The backcourt is suddenly legit
Pair Peterson with Keyonte George and you have two guards who can both create their own shot and set up others. George broke out last year as a 20-point scorer and a real floor general. Peterson can play off the ball or run the show. Defenses can’t double both of them. One of them is going to get a favorable matchup every time down the floor.
That kind of flexibility matters in a Western Conference that still runs through elite guard play. The Jazz have it now.
Size and defense are already in place
Utah made a big move in February when they added Jaren Jackson Jr., a two-time All-Star and one of the premier rim protectors in the league.
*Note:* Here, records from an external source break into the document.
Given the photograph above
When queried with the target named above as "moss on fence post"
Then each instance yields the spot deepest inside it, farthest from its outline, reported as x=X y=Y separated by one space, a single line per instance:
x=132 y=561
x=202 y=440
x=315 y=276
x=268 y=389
Pair him with Lauri Markkanen, who spaces the floor and can carry an offense for stretches, and Walker Kessler if he sticks around — that’s a frontcourt that can match up with anybody. They have size. They have shooting. They have length on the defensive end.
And Ace Bailey is still developing. He made the All-Rookie second team last year and gives Will Hardy a long, athletic wing who keeps getting better. The Jazz now have two top-five picks under 21 on the same roster, both trending in the right direction.
Nobody is handing them a playoff spot
The West is a slog. Nobody is giving Utah a top-six seed. But the pieces fit the way real playoff teams fit. A scoring guard tandem. An All-Star defensive anchor. A stretch big who can take over offensively. A young wing who already plays winning minutes.
Peterson can take big shots from day one. The roster around him is built to chase wins, not lottery balls. The 22-60 season is over. By spring, don’t be surprised if the Jazz are climbing the seeding ladder while the rest of the West scrambles to keep pace.